Despite democratization since 1948, the traditional values of caste and male chauvinism remain strong within the Hindutva culture. For this reason Nanda criticizes what she calls ecofeminism that tends to uphold traditional village life as an antidote to Eurocentric values. In the process of upholding the native culture, ecofeminism argues that a “Western” paradigm of science (citing Thomas Kuhn) is unsuited for Indian culture.

Nanda cites Partha Chatterjee, an Indian intellectual of the left: “Women were not the only or even the main targets. Rather, epistemic violence which works ‘not by military might or industrial strength, but by thought itself,’” lies at the heart of all colonialism (151).

In other words, India’s anti-Eurocentric intellectuals claim that the Brits were trying to brainwash the Indians not only with their culture but their science also. Nanda argues that this mistaken notion of the value and essence of science is hurting India’s low caste women and mankind in general.
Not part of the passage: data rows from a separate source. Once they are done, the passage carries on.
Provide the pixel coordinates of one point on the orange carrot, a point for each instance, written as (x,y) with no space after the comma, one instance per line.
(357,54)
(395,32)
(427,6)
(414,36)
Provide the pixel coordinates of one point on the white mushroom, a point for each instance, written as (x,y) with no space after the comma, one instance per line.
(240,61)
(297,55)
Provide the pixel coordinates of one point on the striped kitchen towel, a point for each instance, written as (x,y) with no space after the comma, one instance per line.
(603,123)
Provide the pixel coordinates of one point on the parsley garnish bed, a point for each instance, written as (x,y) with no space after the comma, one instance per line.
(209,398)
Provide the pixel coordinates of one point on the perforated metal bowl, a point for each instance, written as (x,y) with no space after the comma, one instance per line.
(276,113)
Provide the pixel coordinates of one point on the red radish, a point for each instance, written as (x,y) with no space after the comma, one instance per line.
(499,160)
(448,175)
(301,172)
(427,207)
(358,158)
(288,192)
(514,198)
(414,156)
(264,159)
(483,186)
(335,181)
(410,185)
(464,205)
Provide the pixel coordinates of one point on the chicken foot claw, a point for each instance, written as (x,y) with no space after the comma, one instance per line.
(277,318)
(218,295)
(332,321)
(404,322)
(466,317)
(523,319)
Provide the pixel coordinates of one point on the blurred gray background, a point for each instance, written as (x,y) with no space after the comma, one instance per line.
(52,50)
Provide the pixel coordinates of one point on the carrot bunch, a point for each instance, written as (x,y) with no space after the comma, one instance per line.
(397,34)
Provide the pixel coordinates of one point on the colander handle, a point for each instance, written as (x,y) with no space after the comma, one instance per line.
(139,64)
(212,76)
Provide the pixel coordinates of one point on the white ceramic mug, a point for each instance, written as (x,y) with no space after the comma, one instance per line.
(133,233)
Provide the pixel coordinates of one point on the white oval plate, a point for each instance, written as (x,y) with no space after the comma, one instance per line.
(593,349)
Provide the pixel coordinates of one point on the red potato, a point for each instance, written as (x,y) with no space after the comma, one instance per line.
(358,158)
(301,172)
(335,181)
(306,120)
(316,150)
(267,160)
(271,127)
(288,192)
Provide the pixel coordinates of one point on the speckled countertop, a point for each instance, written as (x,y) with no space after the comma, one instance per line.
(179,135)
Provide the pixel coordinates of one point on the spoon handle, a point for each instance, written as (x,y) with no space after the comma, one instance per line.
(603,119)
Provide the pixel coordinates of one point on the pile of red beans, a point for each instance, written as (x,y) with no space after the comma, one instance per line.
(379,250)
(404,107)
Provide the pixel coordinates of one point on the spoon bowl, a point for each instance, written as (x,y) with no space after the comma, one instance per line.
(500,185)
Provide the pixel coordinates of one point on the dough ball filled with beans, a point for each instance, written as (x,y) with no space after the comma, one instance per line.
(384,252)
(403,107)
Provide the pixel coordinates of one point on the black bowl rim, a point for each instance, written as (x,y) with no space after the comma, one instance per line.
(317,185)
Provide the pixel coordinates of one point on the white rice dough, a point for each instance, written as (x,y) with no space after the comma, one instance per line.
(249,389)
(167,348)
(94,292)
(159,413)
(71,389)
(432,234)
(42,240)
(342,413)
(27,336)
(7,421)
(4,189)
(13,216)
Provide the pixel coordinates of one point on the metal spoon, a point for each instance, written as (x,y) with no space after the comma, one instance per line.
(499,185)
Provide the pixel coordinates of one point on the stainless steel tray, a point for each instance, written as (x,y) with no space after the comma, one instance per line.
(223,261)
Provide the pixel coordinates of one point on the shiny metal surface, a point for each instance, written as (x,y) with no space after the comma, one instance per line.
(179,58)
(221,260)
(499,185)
Science in this view has nothing to do with Western or Eastern Kuhnian paradigms. The poor inIndia do not feel or admire the “exalted” ecologically sound status that armchair postmodernists bequeath on them.

Nanda is not dismissive of religion as religion or its real value to any culture that finds in religion a way to cope with the mysteries of life as well as address important functions regarding marriage, death, birth and transcendent feelings. Her mission is to preserve the freedom of science as a universal category. She argues for the freedom to explore things with well established scientific methods without enchanting science or subsuming it to non-testable transcendental beliefs.

Quote

Lemaître protested. Even as a priest he saw that it was dangerous to equate scientific theory with scriptural revelation. The former can change with new evidence whereas the latter is “sacred” and fixed.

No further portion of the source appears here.